HSBC here in the UK just lost a data disc full of customer details. It wasn't a goof-up of HMRC proportions because 370,000 customer details seem like nothing compared to the 25 million HMRC lost into the postal system. But in light of all the recent incidents, you would have thought they would at least be a little bit more careful about sending things out in the post! From what I can gather, you should only be worried if you have taken out an insurance policy that is somehow connected with HSBC or have insurance related information within HSBC's systems.
A lot of the points I made in commenting about the HMRC incident still apply here so I won't rehash any of it. I'm just very surprised that the bank didn't dive into user security awareness training initiatives to attempt to mitigate the risks in place. I wonder if they also changed some of the procedures and processes around how information is handled.
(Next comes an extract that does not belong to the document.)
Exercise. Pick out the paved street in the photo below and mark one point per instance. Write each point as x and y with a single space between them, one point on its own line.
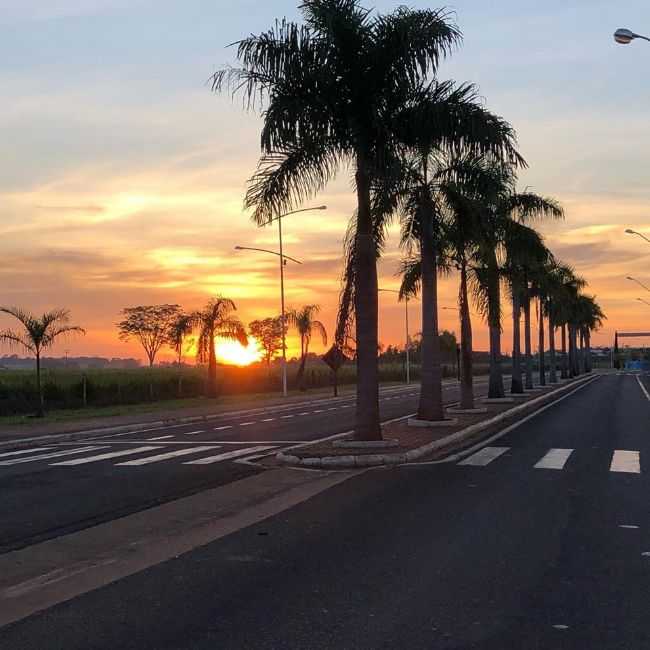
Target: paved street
539 540
53 489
Or maybe they did both, which brings me to the next point. Assuming they've done a little bit of educating and process re-engineering, the next logical step is to start putting the tools in place to help with the user education (there's nothing better than real-time education of users - how many times have you sat in a security awareness class and come out not remembering a single thing) and information control. Tools which can also protect the information flowing around and even automatically encrypt the information moving to removable media, like a frigging disc that's about to be sent out in the post just in case the person doing it was asleep in class (like the rest of us).
The right approach in my opinion is actually a combination of varying approaches running in parallel. Start small with each aspect and let them evolve and intermingle. For example, you can put in the simple controls using a tool while also conducting user awareness programs and changing information handling processes. It's all iterative.
Of course, whatever they currently have in place isn't working. They claim to have password protection on the disc, but even they admit that it wasn't good enough and that they should have at least encrypted the information.
I know for a fact that this area of security hasn't really been a focus for the bank over the past year. They've been more concerned about PCI...and we know that as long as you are PCI compliant, your customer details are safe right?! Think again (see Rich Mogull's analysis of the Hannaford data loss incident - Hannaford were apparently PCI compliant).
Maybe their priorities will change now? I doubt it...but one can hope.